Fotos: Assecom/RN
Depois de quase sete horas de negociação, finalmente Governo do Estado e o Sindicato dos Policiais Civis (Sinpol) chegaram a um acordo nesta quarta-feira(13). Com isso, acaba a greve dos policiais civis, que durou 58 dias.
A audiência de conciliação aconteceu no Tribunal de Justiça e foi presidida pelo juiz convocado Francisco de Assis Brasil. Contou ainda com a presença do procurador geral do Estado, Miguel Josino; da presidente do Sinpol, Vilma Marinho; do procurador de Justiça, Manoel Onofre Neto; e do promotor de Justiça Fernando Vasconcelos.
“Saímos todos vitoriosos, mas sobretudo a sociedade do Rio Grande do Norte que voltará a ter um serviço essencial à população”, disse Miguel Josino.
Já a presidente do Sinpol, Vilma Marinho, afirmou que apesar de não atender plenamente os anseios dos trabalhadores, o acordo significa “uma garantia mínima de que os direitos da classe serão respeitados e atendidos”.
O que ficou acordado
Dez cláusulas foram colocadas em discussão e amplamente debatidas entre as partes. O Governo se comprometeu em fornecer vale-refeição em troca das antigas quentinhas para os policiais plantonistas.
Ficou acordado a contratação de serviços terceirizados para a limpeza das delegacias de Natal, primeira delegacia de Parnamirim e delegacias de São Gonçalo e Macaíba.
Na questão da remoção dos presos que ainda estão custodiados nas delegacias, o Governo assumiu o compromisso da retirar os apenas que estão na 7ª DP, 14ª DP e nas carceragens dos plantões Zonas Sul e Norte de Natal, inclusive os flagrantes, onde serão encaminhados para o antigo prédio da Deprov.

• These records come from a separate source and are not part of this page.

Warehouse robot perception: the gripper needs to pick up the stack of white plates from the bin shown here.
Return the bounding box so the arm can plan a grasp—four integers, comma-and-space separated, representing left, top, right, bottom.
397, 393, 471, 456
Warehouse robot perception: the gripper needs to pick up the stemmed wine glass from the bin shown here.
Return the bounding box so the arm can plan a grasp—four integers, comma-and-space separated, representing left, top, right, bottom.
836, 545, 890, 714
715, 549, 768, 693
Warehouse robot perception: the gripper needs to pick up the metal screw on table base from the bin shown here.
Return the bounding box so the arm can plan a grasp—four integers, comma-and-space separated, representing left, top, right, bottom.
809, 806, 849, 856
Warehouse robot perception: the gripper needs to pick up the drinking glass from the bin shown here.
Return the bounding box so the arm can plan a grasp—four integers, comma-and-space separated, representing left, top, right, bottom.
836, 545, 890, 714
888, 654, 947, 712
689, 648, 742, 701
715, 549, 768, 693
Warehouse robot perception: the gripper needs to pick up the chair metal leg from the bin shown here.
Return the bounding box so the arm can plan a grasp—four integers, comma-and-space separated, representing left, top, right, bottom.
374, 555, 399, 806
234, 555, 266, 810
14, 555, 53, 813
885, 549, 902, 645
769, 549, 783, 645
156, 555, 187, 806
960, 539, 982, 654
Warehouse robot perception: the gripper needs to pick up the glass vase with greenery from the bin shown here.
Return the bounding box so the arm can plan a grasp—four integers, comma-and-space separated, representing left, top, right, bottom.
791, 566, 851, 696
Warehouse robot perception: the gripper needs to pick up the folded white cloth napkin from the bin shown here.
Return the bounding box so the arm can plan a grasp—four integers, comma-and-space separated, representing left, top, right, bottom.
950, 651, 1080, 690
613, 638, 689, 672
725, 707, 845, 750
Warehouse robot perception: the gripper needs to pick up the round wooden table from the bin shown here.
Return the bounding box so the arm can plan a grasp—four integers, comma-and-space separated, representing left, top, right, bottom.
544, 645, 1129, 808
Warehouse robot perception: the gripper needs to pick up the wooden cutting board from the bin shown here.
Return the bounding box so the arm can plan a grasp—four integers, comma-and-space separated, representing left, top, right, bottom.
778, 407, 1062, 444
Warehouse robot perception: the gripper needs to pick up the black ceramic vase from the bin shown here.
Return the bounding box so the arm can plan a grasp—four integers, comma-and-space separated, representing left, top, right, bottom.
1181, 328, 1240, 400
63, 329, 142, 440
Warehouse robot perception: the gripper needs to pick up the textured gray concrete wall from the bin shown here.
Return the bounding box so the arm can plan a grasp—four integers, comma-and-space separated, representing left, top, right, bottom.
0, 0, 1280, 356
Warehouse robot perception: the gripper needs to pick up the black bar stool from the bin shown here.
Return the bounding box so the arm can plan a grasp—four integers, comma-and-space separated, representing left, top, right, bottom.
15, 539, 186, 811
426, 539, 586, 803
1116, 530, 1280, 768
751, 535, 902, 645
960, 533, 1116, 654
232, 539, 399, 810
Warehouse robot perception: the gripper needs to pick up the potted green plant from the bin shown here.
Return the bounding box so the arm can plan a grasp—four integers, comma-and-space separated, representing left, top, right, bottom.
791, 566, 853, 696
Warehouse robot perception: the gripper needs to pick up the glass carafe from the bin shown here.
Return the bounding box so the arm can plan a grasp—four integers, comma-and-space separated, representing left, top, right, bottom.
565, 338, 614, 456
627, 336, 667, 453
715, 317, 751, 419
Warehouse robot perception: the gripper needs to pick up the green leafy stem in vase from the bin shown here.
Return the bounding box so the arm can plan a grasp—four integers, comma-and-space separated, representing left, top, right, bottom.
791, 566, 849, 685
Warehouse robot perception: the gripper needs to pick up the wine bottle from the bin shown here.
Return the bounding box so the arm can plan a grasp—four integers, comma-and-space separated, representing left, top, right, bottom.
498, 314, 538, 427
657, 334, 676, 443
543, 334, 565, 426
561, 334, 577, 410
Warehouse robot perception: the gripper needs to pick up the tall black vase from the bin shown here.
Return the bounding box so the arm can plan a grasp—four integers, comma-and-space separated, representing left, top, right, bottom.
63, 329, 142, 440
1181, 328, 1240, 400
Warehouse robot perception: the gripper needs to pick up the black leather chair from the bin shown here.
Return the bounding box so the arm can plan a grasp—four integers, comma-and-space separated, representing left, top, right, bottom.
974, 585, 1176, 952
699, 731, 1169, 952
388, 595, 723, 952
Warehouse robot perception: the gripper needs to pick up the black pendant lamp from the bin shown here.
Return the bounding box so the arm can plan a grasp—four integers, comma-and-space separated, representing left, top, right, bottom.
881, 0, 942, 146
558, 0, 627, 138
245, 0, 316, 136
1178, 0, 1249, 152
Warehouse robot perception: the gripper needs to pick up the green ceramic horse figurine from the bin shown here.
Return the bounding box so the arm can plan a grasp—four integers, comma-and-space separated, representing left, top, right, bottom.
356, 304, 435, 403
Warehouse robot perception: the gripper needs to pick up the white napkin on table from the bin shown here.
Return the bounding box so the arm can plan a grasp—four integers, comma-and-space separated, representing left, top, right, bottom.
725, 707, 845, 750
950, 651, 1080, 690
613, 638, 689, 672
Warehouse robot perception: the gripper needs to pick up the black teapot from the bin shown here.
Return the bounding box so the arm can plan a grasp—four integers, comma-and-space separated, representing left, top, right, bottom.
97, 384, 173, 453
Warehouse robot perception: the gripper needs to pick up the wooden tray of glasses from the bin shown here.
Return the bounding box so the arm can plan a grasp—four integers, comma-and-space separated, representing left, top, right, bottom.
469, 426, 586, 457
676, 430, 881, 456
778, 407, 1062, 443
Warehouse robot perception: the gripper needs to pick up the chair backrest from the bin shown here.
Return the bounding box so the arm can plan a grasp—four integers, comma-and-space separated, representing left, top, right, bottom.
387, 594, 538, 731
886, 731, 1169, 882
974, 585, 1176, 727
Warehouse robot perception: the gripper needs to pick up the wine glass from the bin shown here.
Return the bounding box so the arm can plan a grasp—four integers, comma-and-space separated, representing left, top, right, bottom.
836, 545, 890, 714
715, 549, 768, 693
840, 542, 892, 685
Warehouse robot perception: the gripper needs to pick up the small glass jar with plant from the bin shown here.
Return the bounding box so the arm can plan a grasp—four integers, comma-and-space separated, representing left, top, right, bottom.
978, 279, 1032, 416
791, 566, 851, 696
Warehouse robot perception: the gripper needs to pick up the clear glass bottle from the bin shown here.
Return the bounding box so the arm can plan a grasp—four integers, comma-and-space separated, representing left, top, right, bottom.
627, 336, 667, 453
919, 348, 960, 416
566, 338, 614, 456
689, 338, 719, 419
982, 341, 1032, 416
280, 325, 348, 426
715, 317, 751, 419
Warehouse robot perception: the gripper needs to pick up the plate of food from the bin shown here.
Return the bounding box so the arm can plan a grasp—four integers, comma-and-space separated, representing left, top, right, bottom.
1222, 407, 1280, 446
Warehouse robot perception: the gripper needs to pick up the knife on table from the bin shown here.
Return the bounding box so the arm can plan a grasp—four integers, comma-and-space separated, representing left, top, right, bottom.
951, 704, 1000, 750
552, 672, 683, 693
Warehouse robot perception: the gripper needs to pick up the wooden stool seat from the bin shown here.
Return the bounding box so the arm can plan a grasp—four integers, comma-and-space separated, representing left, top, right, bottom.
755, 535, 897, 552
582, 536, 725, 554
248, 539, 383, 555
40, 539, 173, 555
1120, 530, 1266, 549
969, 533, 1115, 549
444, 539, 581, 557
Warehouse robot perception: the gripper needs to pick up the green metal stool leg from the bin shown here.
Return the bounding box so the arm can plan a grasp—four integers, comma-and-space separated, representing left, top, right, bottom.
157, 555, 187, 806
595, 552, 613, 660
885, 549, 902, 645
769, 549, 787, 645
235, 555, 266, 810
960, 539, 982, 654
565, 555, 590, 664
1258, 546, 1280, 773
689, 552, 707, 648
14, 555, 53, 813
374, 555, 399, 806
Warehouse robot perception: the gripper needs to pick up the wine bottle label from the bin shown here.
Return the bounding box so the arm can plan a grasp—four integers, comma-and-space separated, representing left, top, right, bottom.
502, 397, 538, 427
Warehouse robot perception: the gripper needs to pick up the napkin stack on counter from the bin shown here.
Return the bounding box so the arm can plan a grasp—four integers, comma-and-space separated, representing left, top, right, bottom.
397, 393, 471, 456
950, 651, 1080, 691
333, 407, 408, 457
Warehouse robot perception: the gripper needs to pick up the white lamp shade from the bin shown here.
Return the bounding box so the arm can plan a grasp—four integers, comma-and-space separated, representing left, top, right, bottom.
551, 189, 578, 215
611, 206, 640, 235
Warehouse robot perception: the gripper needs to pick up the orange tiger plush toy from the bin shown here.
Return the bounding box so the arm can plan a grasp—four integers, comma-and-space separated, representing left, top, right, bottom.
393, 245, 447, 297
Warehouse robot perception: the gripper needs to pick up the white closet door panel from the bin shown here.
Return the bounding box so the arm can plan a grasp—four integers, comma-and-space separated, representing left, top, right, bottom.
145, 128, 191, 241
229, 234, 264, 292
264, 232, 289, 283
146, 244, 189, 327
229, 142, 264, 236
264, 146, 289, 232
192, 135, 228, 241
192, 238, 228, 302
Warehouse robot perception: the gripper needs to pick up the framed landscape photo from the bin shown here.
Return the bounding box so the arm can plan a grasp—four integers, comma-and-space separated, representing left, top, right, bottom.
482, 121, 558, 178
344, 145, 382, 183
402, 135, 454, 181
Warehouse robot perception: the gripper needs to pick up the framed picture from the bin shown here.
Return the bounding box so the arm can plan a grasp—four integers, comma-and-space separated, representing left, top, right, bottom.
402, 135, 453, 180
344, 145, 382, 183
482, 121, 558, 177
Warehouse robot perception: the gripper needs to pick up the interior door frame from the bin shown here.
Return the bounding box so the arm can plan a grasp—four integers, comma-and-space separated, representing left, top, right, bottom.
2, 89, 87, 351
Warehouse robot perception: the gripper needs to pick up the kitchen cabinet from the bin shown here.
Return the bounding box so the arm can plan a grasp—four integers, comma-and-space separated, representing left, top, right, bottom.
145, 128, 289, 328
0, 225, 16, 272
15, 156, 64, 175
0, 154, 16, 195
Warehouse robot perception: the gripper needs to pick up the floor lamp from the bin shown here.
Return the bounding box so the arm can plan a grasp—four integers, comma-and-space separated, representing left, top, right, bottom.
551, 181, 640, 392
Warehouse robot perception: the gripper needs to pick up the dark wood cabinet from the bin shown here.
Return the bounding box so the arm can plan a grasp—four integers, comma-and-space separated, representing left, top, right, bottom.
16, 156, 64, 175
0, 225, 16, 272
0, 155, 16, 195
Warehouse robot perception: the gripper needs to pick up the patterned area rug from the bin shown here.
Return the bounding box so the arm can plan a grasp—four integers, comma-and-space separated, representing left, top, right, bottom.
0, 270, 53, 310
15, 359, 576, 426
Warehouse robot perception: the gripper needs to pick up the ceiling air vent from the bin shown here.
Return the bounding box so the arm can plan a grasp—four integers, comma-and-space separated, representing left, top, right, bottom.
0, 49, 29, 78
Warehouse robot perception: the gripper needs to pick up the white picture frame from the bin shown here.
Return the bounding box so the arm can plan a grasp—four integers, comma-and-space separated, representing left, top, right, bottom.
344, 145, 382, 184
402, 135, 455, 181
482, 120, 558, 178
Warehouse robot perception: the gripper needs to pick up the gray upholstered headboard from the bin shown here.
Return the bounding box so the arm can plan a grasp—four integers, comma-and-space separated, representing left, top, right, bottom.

Também ficou acertada a remoção dos presos da delegacia de Goianinha. Eles serão transferidos para a antiga delegacia de Ganguaretama, que será transformada em CDP sob a administração da Sejuc.
O Governo também se comprometeu em cumprir com o Plano de Cargos e Salários, que será pago em quatro parcelas, começando em setembro e prosseguindo até dezembro.
Quanto à questão da nomeação dos aprovados no concurso da Polícia Civil, o Estado envidará esforços com o objetivo de efetuar as nomeações, mas não estipulou data para as contratações. O Governo alegou a Lei de Responsabilidade Fiscal para justificar a não nomeação dos concursados.
Os policiais civis não serão penalizados com o corte de ponto dos dias parados, mas ficam obrigados a repor, integralmente, os dias paralisados em razão da greve através de horas extras.
O Sinpol também conseguiu que a multa oriunda da determinação judicial que obrigava a categoria a manter 50% do efetivo trabalhando, no valor de R$ 50 mil por dia, fosse revogada. A revogação foi feita diretamente pelo juiz Francisco de Assis Brasil.